GLP-1 agonists mimic the endogenous GLP-1 hormone and produce weight loss through several coordinated mechanisms: they suppress appetite by acting on hypothalamic neurons involved in hunger and satiety signaling, slow gastric emptying to prolong feelings of fullness after eating, and improve insulin sensitivity and glucose metabolism. The combined effect is a sustained reduction in caloric intake that, over weeks and months, results in significant body weight reduction as demonstrated in large-scale clinical trials.
What is the difference between single, dual, and triple incretin agonists?
Single incretin agonists target the GLP-1 receptor only (e.g., semaglutide). Dual agonists target both GLP-1 and GIP receptors (e.g., tirzepatide), engaging additional metabolic pathways related to insulin signaling and fat metabolism. Triple agonists target GLP-1, GIP, and glucagon receptors (e.g., retatrutide), potentially increasing energy expenditure and hepatic fat oxidation on top of appetite suppression. Clinical trial data suggests that targeting more receptors may lead to greater overall weight loss, though the full implications of multi-receptor agonism are still being studied.
Are peptides like AOD-9604 and MOTS-c proven for weight loss?
AOD-9604 and MOTS-c are research-stage peptides with limited clinical evidence for weight loss in humans.

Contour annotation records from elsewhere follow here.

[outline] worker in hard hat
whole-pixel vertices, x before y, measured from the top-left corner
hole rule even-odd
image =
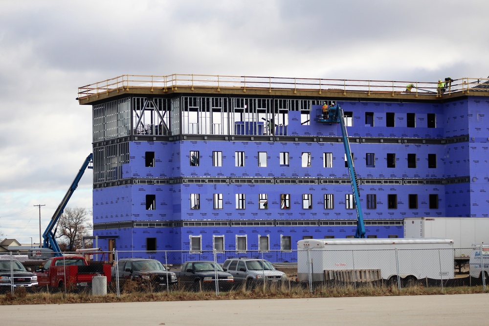
[[[437,89],[438,91],[438,95],[441,95],[445,92],[445,86],[446,84],[445,82],[442,82],[441,79],[438,80],[438,85]]]
[[[323,119],[327,120],[328,119],[328,105],[325,103],[323,105]]]

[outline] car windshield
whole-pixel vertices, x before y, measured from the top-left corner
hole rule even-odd
[[[133,262],[135,271],[164,271],[165,267],[157,261],[137,261]]]
[[[246,262],[248,270],[274,270],[275,268],[268,261],[251,261]]]
[[[203,261],[194,263],[194,270],[196,272],[213,271],[215,269],[217,269],[217,270],[220,272],[223,271],[221,266],[219,265],[216,265],[211,261]]]
[[[18,261],[13,261],[12,262],[12,270],[15,272],[25,272],[26,270],[24,265]],[[0,271],[10,271],[10,261],[0,261]]]

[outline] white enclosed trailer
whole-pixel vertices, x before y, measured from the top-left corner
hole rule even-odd
[[[334,271],[377,270],[384,280],[454,277],[450,239],[308,239],[297,242],[299,282],[324,281]]]
[[[473,244],[489,244],[489,218],[405,217],[404,238],[451,239],[456,261],[468,261]]]

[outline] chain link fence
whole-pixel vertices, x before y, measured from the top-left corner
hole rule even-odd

AOD-9604 is a modified fragment of human growth hormone studied primarily in preclinical models and a small number of early-stage clinical trials. MOTS-c is a mitochondrial-derived peptide with preclinical data suggesting effects on cellular energy metabolism. Neither has received regulatory approval for any indication, and their efficacy and safety in humans have not been established through the kind of large-scale randomized controlled trials that support the approved GLP-1 agonists.